Munich: Semester ticket is significantly more expensive – Munich

The debate about a 365-euro ticket for students is already a few years old. When the Munich city council finally decided in April of this year, many financially struggling students felt hope. But then the state government rebuffed the ticket in July. The Free State should have taken on two-thirds of the costs. Participation was considered safe.

The anger among the prospective academics is all the greater that the shareholders of the Munich Transport and Tariff Association (MVV) have now decided to increase the price for the so-called “Isarcard Semester” from 209.30 to 224.70 euros. If you add the solidarity contribution that all students have to pay, the total price exceeds the 300 euro mark, more precisely: With the decision to increase the solidarity contribution to 77.30 euros, the semester ticket from the summer semester 2023 will cost 302 euros.

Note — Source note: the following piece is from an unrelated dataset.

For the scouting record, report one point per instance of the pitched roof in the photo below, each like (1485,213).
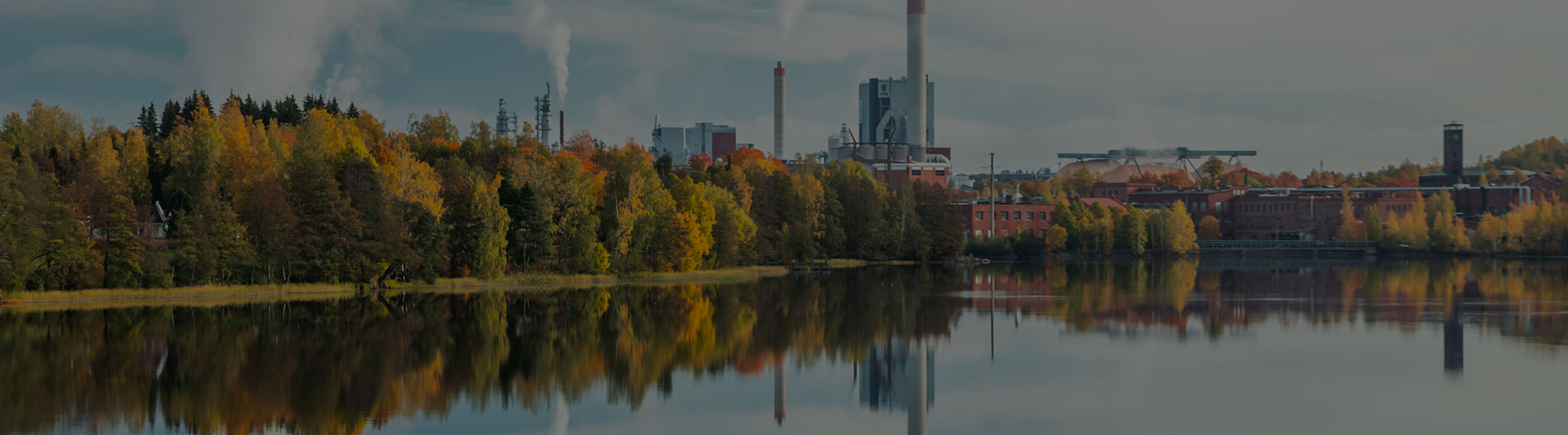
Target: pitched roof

Far too much, according to the students and the Studentenwerk. “This is a catastrophe for the students in the current situation,” says Maximilian Frank, coordinator of the student representatives’ mobility working group. Because students who regularly take public transport to the university during the day will hardly do without the Isarcard. The obligatory solidarity contribution only allows trips with the MVV between 6 p.m. and 6 a.m. during the week. On weekends, public holidays, Christmas Eve and New Year’s Eve, the student ID card with the MVV logo is exceptionally valid all day. This is of little use in everyday life.

The students therefore feel further disadvantaged compared to pupils and trainees, for whom there is already a year-round 365-euro ticket and two-thirds of which is financed by the Free State, the rest being borne by the municipalities. The state government now wants to “evaluate” this ticket, i.e. to assess whether it is worth it at all. That shouldn’t happen until the end of next year, so the 365-euro ticket for students could not come until 2025, if at all. “But the problems are there now,” says Maximilian Frank, “and not in a few years.” Hardly anyone from his student environment can do without one or two part-time jobs in order to be able to live in expensive Munich at all. Only about eleven percent of all students receive BAföG.

The provisional manager of the student union, Ursula Wurzer-Fassnacht, is highly critical of the price increase for the Isarcard. “The students are currently having their backs against the wall,” she says. Sharply rising heating and energy costs, increased food prices and high rents in Munich used up the last reserves of many students. “The fact that instead of a reduction in public transport costs, students are now faced with the sharpest price increase since 2016 is a severe social setback and I find it completely incomprehensible.”